The loft was often most prominent and costly of buildings on a major farm. Clothes, fine textile and other valuables were often kept in the upper storey which was also the finest bedroom offered to prominent guests. The lower storey was used as a storage in particular for dry food such as grain. Stately farms in East Norway could have 20 or 30 buildings (even smaller farms had more than ten) each with special function. Traditional lofts did not have heating as the dwelling or residential building (stue) was the only building with a fire place. A log-built loft could easily be dismantled and moved to another location, and many lofts have been moved several times. In some areas young brides got a loft as a gift or as dowry.

Specialised food storage buildings known as bur or stabbur in Norwegian are usually smaller, one-storey and usually without windows. Stabbur is in the German-speaking Alps known as Speicher and in Spanish hórreo. Stabbur and loft are similar buildings and are often confused. A two-storey stabbur usually has stairway indoor, whereas a loft has stairs on the outside and access to the upper storey from the external gallery or balcony.

In modern Norwegian and in English, "loft" is used for the upper room or the space just under the roof in larger buildings. The word originates from Old Norse lopt, loft which also could mean air or being elevated (as in the related word løfte, English "to lift").

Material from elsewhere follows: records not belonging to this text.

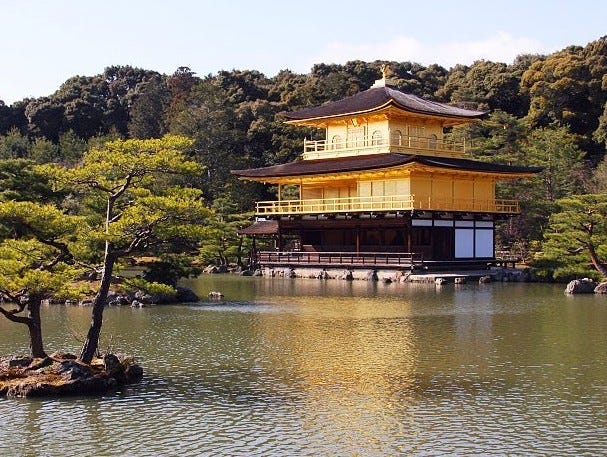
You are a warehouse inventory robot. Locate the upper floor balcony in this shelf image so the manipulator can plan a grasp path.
[256,195,520,216]
[302,134,467,160]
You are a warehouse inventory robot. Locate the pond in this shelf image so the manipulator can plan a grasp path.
[0,275,607,456]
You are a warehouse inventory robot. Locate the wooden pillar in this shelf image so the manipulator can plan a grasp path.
[407,225,413,252]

Norway is one of few countries with a number of preserved medieval wooden buildings. There is a smaller number of log buildings older than 1600 in the Alps region. In Norway there are about 100 preserved medieval log buildings and the majority of these are in Telemark district. High quality craftsmanship, high quality timber and prestige of the building presumably contributed to the preservation of ancient lofts during the centuries. According to Heimskringla Olaf II of Norway slept in a loft during a travel in Lom Municipality. In Swedish Dalarna and Uppland two-storey buildings with external gallery named loft are known since late Middle Ages. Gustav I of Sweden is said to have held a speech from a loft during a visit to Dalarna in 1528. In Denmark lofts are known from medieval sources and primarily in connection with major farms. At Bornholm there were lofts (also known as stairway houses) particularly on stately or gentile farms. In Finland this type of building is known from the late Middle Ages and are called lutti or luhti (adopted from Finland Swedish lupt).